Os enfermeiros pareciam ter desistido quando a parada cardíaca veio. Nem tentaram reanimá-la. Corri mais rápido, os sons mais altos à minha volta. Ana foi ao meu encontro e quando cheguei ao berço, sem conseguir controlar a velocidade e me debruçando sobre a criança moribunda, ela ligou os aparelhos que mediam os sinais vitais. Bipes infernais ecoaram pelo lugar, um som contínuo e desesperador dominando tudo. Comecei massagem cardíaca e graças a Deus as marcações reapareceram na tela. Mas a glória não duraria muito tempo mais: Ariana não ia aguentar sem minha ajuda e eu não poderia ficar ao lado de sua cama o dia todo.

_ Precisamos desfibrilar. – Lucca gritou enquanto retirava as grades do berço. Eu não vira o garoto chegando e tampouco sabia onde estava Ana. – Me deixa fazer um pouco. – Me afastou quando comecei a ficar cansada. Abri a blusa da garota e encostei o material frio no seu peito.

_ Afasta. – Gritei e ele imediatamente largou Ariana. Nada aconteceu.

_ De novo. – Sussurrou.

_ Afasta. – Minha voz tremeu. – Nada.

_ Vamos colocar nos aparelhos. Segundo andar. Agora.

Subi na maca e continuei fazendo massagem cardíaca enquanto Lucca Martini empurrava o berço até o elevador. Os segundos pareceram passar tão devagar que até minha respiração se tornou sufocante. Demos de cara com o corredor iluminado e alguns enfermeiros vieram em nosso encontro, mas seria perda de tempo parar agora. Lucca continuou nos empurrando até o fim do corredor. Ligou os aparelhos e conectou-os à criança do berço. Não precisei mais continuar a massagem, mas fiquei parada ali, em cima dela.

Lucca me pegou no colo e me sentou em uma das poltronas ao lado da cama. Eu não sabia se ele tinha percebido a semelhança entre os três naquele quarto, mas não me importava agora. Minha filha estava ligada a aparelhos e o pai dela estava ao meu lado sem saber que o era.

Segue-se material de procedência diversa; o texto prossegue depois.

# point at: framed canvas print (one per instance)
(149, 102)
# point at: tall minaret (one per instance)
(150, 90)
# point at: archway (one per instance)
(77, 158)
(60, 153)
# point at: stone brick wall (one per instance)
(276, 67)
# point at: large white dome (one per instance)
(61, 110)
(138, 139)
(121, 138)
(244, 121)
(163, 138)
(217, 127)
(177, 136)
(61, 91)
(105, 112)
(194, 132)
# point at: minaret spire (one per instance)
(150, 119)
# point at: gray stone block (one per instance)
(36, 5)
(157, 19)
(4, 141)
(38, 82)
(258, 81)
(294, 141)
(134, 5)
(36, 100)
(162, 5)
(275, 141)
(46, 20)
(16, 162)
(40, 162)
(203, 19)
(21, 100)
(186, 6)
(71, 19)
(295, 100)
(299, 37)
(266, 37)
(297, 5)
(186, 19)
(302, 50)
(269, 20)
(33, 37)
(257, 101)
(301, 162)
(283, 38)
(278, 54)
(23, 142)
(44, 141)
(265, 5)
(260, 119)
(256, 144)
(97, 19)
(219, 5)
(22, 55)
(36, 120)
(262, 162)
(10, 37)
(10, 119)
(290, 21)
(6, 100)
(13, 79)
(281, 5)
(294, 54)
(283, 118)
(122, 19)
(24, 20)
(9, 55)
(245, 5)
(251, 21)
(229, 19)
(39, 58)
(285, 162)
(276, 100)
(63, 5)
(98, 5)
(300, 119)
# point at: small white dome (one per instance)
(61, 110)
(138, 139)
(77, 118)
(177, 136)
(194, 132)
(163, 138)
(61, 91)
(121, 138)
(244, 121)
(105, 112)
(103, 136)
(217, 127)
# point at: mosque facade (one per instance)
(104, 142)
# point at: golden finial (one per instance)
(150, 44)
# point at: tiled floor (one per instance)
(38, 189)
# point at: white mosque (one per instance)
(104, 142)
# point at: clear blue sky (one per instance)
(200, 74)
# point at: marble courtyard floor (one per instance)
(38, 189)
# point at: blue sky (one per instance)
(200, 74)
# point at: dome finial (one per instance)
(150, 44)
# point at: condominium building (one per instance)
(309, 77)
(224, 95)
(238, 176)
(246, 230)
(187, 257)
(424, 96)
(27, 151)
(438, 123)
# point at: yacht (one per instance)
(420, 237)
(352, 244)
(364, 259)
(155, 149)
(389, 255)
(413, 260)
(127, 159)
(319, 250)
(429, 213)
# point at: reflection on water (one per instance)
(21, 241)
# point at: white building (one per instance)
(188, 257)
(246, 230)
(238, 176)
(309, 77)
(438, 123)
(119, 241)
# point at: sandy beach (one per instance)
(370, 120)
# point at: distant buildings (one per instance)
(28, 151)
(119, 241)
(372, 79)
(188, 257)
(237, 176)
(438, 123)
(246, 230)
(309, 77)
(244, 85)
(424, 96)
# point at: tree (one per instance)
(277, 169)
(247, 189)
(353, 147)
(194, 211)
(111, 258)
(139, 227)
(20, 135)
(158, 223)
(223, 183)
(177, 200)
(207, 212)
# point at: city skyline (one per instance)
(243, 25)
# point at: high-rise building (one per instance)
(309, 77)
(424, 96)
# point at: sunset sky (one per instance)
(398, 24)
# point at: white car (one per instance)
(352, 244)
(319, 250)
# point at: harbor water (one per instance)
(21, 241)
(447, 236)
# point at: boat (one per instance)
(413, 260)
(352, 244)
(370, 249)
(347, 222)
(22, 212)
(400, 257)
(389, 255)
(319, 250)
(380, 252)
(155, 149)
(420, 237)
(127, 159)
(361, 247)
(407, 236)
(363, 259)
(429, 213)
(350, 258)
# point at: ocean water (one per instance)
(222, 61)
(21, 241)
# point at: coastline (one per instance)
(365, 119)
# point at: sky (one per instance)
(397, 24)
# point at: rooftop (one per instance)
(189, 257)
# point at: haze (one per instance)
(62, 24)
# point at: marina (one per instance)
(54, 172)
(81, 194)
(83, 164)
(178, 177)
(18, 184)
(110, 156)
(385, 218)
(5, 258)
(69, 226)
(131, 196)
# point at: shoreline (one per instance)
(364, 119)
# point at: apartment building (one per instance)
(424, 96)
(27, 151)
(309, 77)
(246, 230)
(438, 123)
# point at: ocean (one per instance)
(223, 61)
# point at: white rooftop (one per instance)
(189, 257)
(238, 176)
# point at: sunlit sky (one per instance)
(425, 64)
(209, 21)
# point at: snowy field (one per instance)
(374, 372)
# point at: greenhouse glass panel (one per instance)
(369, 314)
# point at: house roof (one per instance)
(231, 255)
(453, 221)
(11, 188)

_ Preciso sair daqui. – Sussurrei. Lucca me olhava aturdido, mas eu não prestei atenção. Corri em direção ao elevador seguindo as setas luminosas e tentando esquecer a imagem horrível da minha filha presa a aparelhos em uma cama de hospital. Eu nunca pensei que a veria de novo, mas se fosse para acontecer, não deveria ser assim.

Passei pelas pessoas na emergência plenamente ciente de que Ana gritava meu nome, mas eu não queria parar. Não podia parar.

Entrei no carro desabalada, as lágrimas caindo sem interrupções. Girei a chave e saí da vaga derrapando. Segui pelas ruas iluminadas pelas estrelas dando graças a Deus que estivessem vazias. Queria ir à praia e confiava nos meus instintos para chegar lá, mas haviam muitos obstáculos no meio do caminho.

Acabei me esquecendo do cone no meio da rua e mais ninguém parecia saber o que estava acontecendo ali. Num dé-jà-vu horrendo, repeti o acidente de mais cedo, agora sozinha e encenando no lugar daquela família.